Tips on how to increase your rates with add-ons
Instead of seeking yet another client as a way to earn more money, try building add-ons to your existing services. You’ll end up making more money from the same roster of clients, which keeps your admin and sales efforts the same. If you’re wondering how to identify add-on opportunities (and how to price them), leverage these three frameworks that apply to any kind of services-based freelancing.
1 - The De-bundling Framework
Nearly 50% all freelance projects experience scope creep. The De-bundling Framework helps you take a large project (and all scope creep tasks) and turn them into revenue generating add-ons. This is in addition to the original rates you quote clients.
Step 1: Write out every task you do for a project
If you’re a freelance blogger, for example, you don’t simply “write a blog.” You do a kickoff call, research, outline, draft, edit, and incorporate client feedback. In some cases you might also do SEO keyword analysis, conduct interviews, or upload the content into your client’s content management system (CMS).
Step 2: Identify which tasks are essential to your main outcome
Think in terms of a product only (the blog post being complete), not a holistic outcome (the blog post being published and marketed). Continuing the freelance blogger example, the absolute essentials are: outline, write, draft, and edit. Knowing these essentials steps, along with the expenses and time required to complete these steps, are some of the questions that can help you set your base rate.
Step 3: Turn non-essential steps into add-ons
Once you have the essential steps, everything else becomes an add-on. So your “blog rate” would only include outlining, drafting, and editing. If your client wants you to interview someone, conduct additional research, upload the blog into their CMS or something else, that’s an add-on with an additional fee.
This framework has the additional benefit of automatically giving you multiple service offerings for the same product. For example, you can sell an “Essentials” package for clients with lower budgets that are willing to take on some of the work while selling a “Premium” package for a client that needs a lot of other tasks completed.
2 - Work Funnel Framework
Freelancers often focus on a specific work task and ignore the rest of the project (leaving it to the client or other freelancers). The Work Funnel Framework helps you remain focused on your specific skills while also capturing add-on opportunities.
First: Identify the whole project process
Take your work and put it in the context of the project. Where does it fit? What other work is being done? What’s the ideal outcome?
Option 2: Go one step ahead (or behind)
Think about what your client has to do right before you start work or what they do once you deliver your work. These might be tasks you can take on and turn into project add-ons. In freelance development projects, for instance, your client will often have to train their internal team on your code base and how to work with it after you deliver. You could potentially do the teaching, charging an add-on fee.
Option 2: Craft project-specific add-on offerings
Once you’ve identified every step in the project, think about which ones you can offer. If, for example, you’re doing freelance UX design for a new product launch website, could you also do the UX design for social media posts and email announcements?
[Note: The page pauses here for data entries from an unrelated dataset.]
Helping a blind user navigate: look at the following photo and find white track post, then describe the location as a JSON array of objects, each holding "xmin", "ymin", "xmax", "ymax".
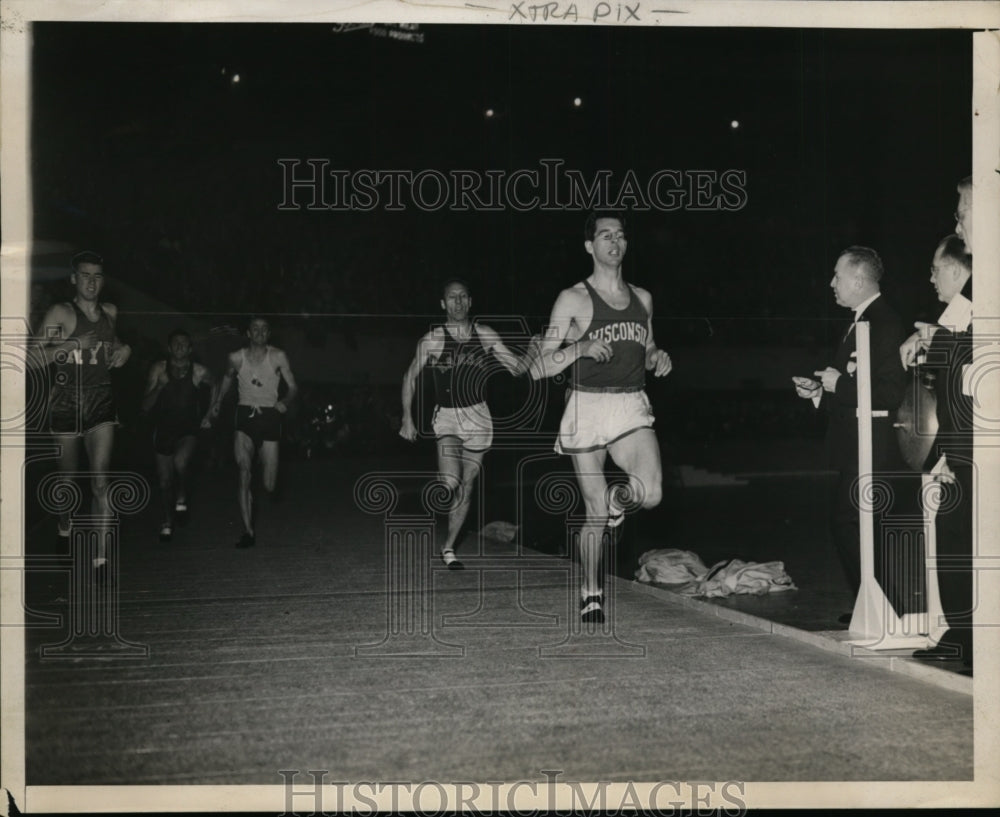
[{"xmin": 849, "ymin": 321, "xmax": 928, "ymax": 650}]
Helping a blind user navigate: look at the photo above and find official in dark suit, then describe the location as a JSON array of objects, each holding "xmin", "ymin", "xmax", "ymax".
[
  {"xmin": 794, "ymin": 247, "xmax": 907, "ymax": 600},
  {"xmin": 900, "ymin": 226, "xmax": 974, "ymax": 667}
]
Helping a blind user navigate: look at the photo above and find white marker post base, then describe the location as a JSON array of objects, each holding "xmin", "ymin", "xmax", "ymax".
[{"xmin": 848, "ymin": 321, "xmax": 930, "ymax": 650}]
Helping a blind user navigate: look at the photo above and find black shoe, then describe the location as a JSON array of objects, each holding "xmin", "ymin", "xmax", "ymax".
[
  {"xmin": 913, "ymin": 644, "xmax": 963, "ymax": 661},
  {"xmin": 580, "ymin": 596, "xmax": 604, "ymax": 624},
  {"xmin": 441, "ymin": 548, "xmax": 465, "ymax": 570}
]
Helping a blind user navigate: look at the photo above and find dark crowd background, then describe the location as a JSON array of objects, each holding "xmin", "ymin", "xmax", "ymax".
[{"xmin": 23, "ymin": 22, "xmax": 972, "ymax": 466}]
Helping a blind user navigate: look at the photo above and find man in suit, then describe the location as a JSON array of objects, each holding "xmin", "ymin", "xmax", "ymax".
[{"xmin": 793, "ymin": 246, "xmax": 906, "ymax": 604}]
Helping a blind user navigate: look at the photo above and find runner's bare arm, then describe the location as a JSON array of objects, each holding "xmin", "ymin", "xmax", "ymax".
[
  {"xmin": 635, "ymin": 287, "xmax": 674, "ymax": 377},
  {"xmin": 399, "ymin": 329, "xmax": 444, "ymax": 442},
  {"xmin": 530, "ymin": 289, "xmax": 611, "ymax": 380},
  {"xmin": 141, "ymin": 360, "xmax": 167, "ymax": 413},
  {"xmin": 476, "ymin": 323, "xmax": 530, "ymax": 377},
  {"xmin": 192, "ymin": 363, "xmax": 219, "ymax": 428},
  {"xmin": 208, "ymin": 352, "xmax": 238, "ymax": 420},
  {"xmin": 275, "ymin": 349, "xmax": 299, "ymax": 414},
  {"xmin": 101, "ymin": 304, "xmax": 132, "ymax": 369}
]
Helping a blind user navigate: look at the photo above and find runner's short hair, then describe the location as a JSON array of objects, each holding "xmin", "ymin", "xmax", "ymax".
[
  {"xmin": 70, "ymin": 250, "xmax": 104, "ymax": 272},
  {"xmin": 583, "ymin": 210, "xmax": 625, "ymax": 241}
]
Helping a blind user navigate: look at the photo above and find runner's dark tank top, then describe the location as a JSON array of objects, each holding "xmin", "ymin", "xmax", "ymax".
[
  {"xmin": 431, "ymin": 324, "xmax": 489, "ymax": 408},
  {"xmin": 56, "ymin": 301, "xmax": 115, "ymax": 389},
  {"xmin": 571, "ymin": 281, "xmax": 649, "ymax": 392},
  {"xmin": 156, "ymin": 360, "xmax": 201, "ymax": 429}
]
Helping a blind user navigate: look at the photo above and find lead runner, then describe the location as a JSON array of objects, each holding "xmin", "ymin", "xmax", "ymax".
[{"xmin": 531, "ymin": 212, "xmax": 673, "ymax": 622}]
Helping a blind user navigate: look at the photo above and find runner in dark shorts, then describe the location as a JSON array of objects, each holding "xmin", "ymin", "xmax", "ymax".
[
  {"xmin": 209, "ymin": 318, "xmax": 298, "ymax": 548},
  {"xmin": 142, "ymin": 329, "xmax": 216, "ymax": 542},
  {"xmin": 531, "ymin": 212, "xmax": 673, "ymax": 622},
  {"xmin": 29, "ymin": 251, "xmax": 132, "ymax": 575},
  {"xmin": 399, "ymin": 280, "xmax": 527, "ymax": 570}
]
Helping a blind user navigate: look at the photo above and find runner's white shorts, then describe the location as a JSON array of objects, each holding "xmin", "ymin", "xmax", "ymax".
[
  {"xmin": 431, "ymin": 403, "xmax": 493, "ymax": 451},
  {"xmin": 555, "ymin": 389, "xmax": 656, "ymax": 454}
]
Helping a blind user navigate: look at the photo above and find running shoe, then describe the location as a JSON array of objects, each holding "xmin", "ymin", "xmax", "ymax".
[{"xmin": 580, "ymin": 596, "xmax": 604, "ymax": 624}]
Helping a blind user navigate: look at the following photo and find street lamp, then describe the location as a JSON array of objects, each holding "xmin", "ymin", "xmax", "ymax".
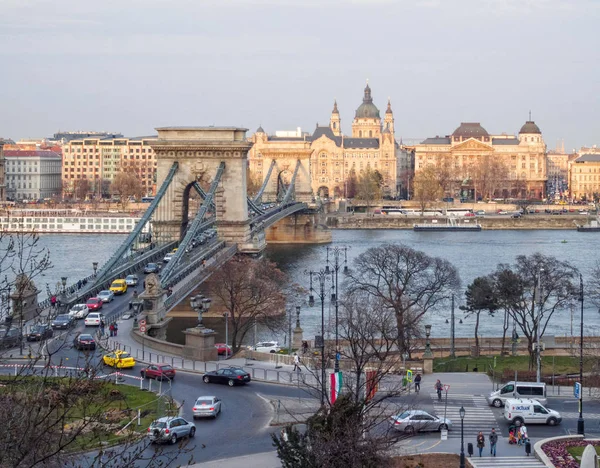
[
  {"xmin": 458, "ymin": 406, "xmax": 465, "ymax": 468},
  {"xmin": 325, "ymin": 247, "xmax": 350, "ymax": 372},
  {"xmin": 304, "ymin": 270, "xmax": 329, "ymax": 406},
  {"xmin": 577, "ymin": 273, "xmax": 585, "ymax": 435}
]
The more you understand about your client’s project outcomes, the more add-ons you can develop that still fit your core skill set.
3 - Holistic Outcome Framework
Treat your projects like a wedge in the door to help your clients. If you start with one small project, use the Holistic Outcome Framework to think about how your skills may apply across the whole organization.
Horizontal specialist: If you have a very specific skill set, consider adding an offering where you become that skill set for the whole company. Instead of just being a freelance art designer for the marketing department, for instance, you could do all the art in the company including internal things for HR, sales decks, and more.
Adjacent tasks: Think about how your skills transfer to other tasks. For example, a blog writer could likely do research reports or podcast transcription. These adjacent tasks can even become standalone offerings if you build up experience and enjoy the work.
Educator: If your client is hiring full-time employees to take over your project work, you can become the niche educator that helps onboard these new employees. Similar to adjacent tasks, teaching could even become a standalone offering or product.
Add-ons will save you time and money
As you think about growing your business, think about add-ons as a way to increase your rates. The three frameworks above can help you map out additional work that may be required on a project and walk your client through rate increases for these additional services.
Not only will add-ons help you make more money and more closely match your work to a client’s needs, but you will also avoid scope-creep issues because you can point to your rate card when a client asks for more work.